Miller also asked if the city felt it could fulfill all of the state requirements and provide the Emergency Management services at the cost that the city pays for its membership in the coalition.
Near the end of the meeting, it was Olson who moved the council adopt the resolution, which was passed unanimously.
The board received an assessment of the North Valley Hospital dumpster locations from City Superintendent Hugh Jensen and Permit Administrator Christian Johnson, which was also presented to hospital representative Noreen Olma at the meeting.
Johnson and Jensen will meet with NVH staff to work out an agreement that will include a franchise fee paid to the city for the use of some of the city sidewalk space.
“What’s been confusing to us,” Mayor Patrick Plumb said, “is that we don’t know exactly who we’re talking to on this from week to week. It would be really nice to have one person to discuss the overall issues with.”
Olma, attending the meeting on behalf of CEO Linda Michel, who was out of town on hospital business, apologized.
“I do apologize that you get me, but I want you to know that we’re taking this very seriously,” Olma said. “Now that we have this, I’ll take it back to the team and we can work on a plan.”
She added that she shocked at the what she felt was the feeling of ill will from the council toward the hospital that came out of the issue.
“That was our fault,” she said. “We haven’t done a good job of letting you the changes we’ve made in our senior leadership staff … I’m here to offer an olive branch and invite you to have a tour of the hospital, sit down and start the healing process… We want this relationship to work.”
“I’m sorry you felt ill will,” Olson said. “I don’t feel ill will; it’s our hospital, we’re proud of it and it’s one of the great things about the city. I wish you would use the word frustration; I think that’s more what the council is feeling, is frustrated.
“We have talked a number of times about this. I like the hospital but as being a good neighbor it’s left some to be desired.”
“Your candor and respect has been appreciated,” Plumb said.
“We want to be accountable,” Olma said. “We want to make this good.”
A lengthy discussion was had regarding the traffic flow at Chief Tonasket Park, particularly in the area where the Tonasket Water Ranch splash park is being installed.
Tom Black, who has guided the engineering on the project, was on hand to propose a shift in the traffic near the water park to keep vehicles away from the picnic area portion of the park. There was some confusion over who on the council and in the committee overseeing the city’s limited role in the project was in favor of which route.
In the end, the council approved the proposal to allow the splash park to design the footprint in such a way as to prevent a roadway along the west side of the park, and “move” the road as long as it did not incur cost to the city.

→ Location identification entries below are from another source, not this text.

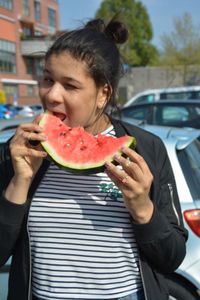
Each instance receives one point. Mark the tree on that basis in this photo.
(182, 48)
(138, 50)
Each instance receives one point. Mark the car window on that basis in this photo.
(176, 95)
(145, 99)
(139, 113)
(189, 159)
(168, 114)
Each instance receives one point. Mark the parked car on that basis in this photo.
(178, 113)
(6, 112)
(183, 147)
(13, 123)
(153, 95)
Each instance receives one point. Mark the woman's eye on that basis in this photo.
(47, 80)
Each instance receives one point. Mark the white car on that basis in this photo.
(183, 147)
(153, 95)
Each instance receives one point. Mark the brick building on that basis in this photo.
(26, 30)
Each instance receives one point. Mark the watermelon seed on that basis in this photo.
(83, 148)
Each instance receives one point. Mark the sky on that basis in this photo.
(161, 12)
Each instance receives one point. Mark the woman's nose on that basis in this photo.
(54, 94)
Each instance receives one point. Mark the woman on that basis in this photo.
(68, 236)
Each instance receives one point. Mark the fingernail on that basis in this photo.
(108, 164)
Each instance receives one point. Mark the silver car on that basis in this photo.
(183, 146)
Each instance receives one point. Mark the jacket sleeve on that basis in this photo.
(11, 215)
(163, 240)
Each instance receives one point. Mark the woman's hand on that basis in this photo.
(26, 160)
(25, 157)
(134, 179)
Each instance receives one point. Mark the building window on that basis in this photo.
(7, 57)
(25, 9)
(10, 89)
(37, 10)
(30, 90)
(8, 4)
(39, 67)
(29, 62)
(52, 20)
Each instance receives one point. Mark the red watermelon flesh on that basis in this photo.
(77, 149)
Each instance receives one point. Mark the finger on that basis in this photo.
(136, 158)
(38, 118)
(118, 175)
(129, 167)
(29, 152)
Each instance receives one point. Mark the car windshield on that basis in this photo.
(189, 159)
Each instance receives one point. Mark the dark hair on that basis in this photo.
(95, 44)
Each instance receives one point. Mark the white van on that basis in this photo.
(189, 92)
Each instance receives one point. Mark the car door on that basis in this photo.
(138, 112)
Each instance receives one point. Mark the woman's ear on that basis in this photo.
(105, 93)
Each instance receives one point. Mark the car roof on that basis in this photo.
(175, 102)
(13, 123)
(181, 136)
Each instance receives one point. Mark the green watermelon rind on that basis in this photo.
(86, 166)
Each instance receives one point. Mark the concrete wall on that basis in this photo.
(139, 79)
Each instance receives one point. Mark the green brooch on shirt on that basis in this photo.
(111, 190)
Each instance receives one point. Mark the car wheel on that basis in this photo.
(181, 289)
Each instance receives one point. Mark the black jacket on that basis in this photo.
(161, 242)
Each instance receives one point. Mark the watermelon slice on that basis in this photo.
(77, 149)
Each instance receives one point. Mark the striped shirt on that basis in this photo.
(82, 239)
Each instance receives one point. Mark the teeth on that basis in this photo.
(61, 116)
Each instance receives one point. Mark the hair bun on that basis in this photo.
(97, 24)
(117, 31)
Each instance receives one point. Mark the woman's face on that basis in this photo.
(69, 92)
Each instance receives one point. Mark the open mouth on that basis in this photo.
(60, 115)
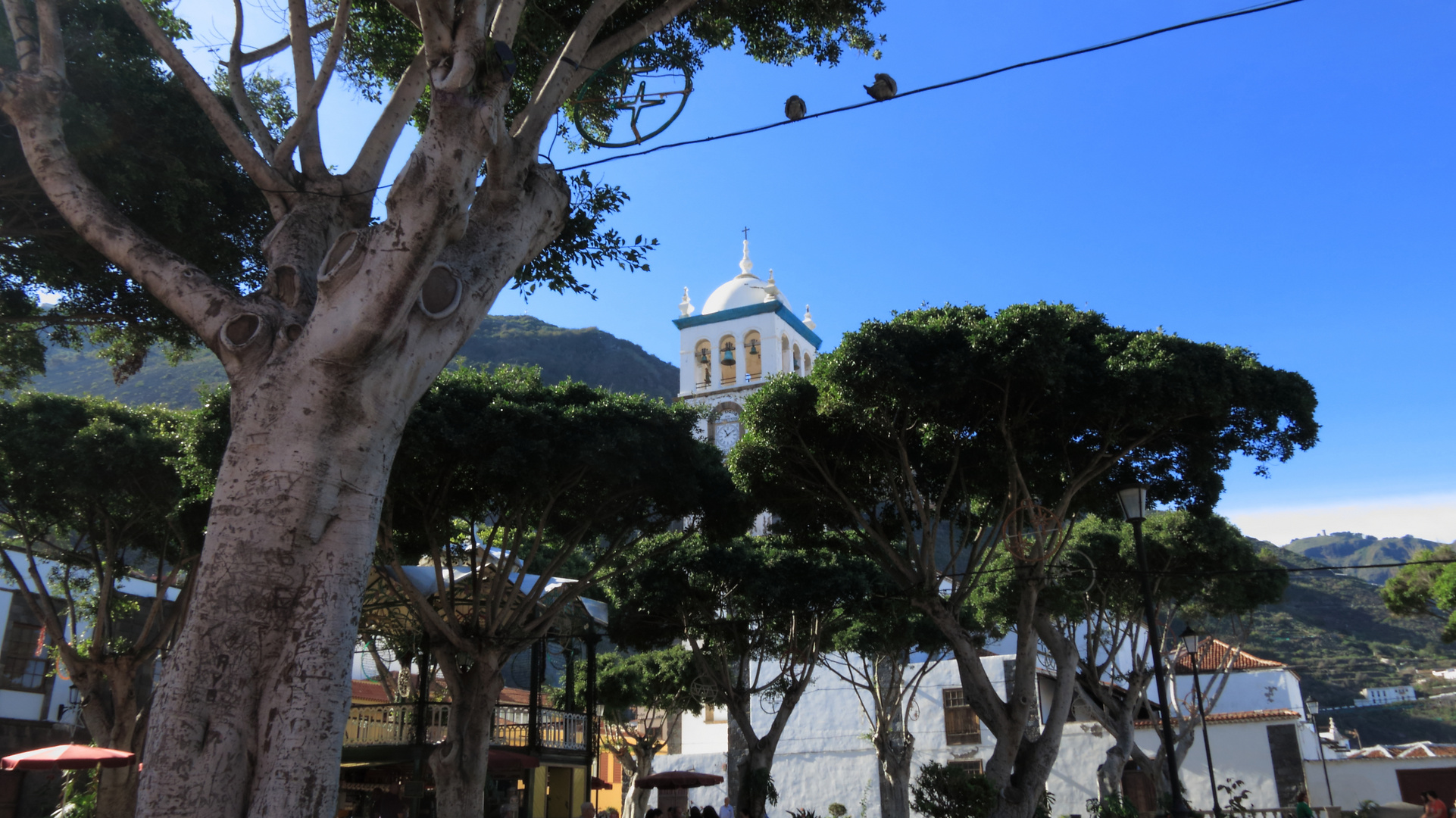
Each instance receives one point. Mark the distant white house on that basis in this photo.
(1375, 696)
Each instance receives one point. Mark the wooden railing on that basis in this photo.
(374, 725)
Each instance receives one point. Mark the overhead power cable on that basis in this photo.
(948, 83)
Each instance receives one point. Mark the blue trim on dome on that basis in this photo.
(753, 311)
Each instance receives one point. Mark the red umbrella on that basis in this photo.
(507, 760)
(67, 757)
(679, 779)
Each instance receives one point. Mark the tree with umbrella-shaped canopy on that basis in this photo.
(503, 485)
(951, 437)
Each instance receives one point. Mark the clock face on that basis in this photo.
(727, 436)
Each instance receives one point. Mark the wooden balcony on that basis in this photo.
(393, 725)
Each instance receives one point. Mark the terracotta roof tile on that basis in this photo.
(1416, 750)
(1214, 652)
(1277, 715)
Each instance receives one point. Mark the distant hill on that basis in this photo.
(1334, 632)
(589, 355)
(1347, 548)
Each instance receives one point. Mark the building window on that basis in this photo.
(961, 725)
(23, 657)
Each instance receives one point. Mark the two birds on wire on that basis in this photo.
(884, 88)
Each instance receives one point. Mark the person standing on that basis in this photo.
(1435, 807)
(1302, 808)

A public budget workshop hearing primarily involved a debate regarding raising utility taxes. Plumb had proposed adding a tax to the water/sewer bill to begin putting money away for matching grant funds to apply toward funding the city’s stormwater drainage issues. There was also discussion about whether or not to add a tax to garbage pickup, and how to fully account with the public regarding where any tax increases would be dedicated.
“I think if we’re going to add a new tax,” Olson said, “we need to be pretty unanimous on that. That is a tough thing to be a split council on. If it’s not really important, we need to wait until it’s something where we can all be fully behind it.”
The council next meets on Wednesday, Nov. 12, a day later than usual due to Veterans Day.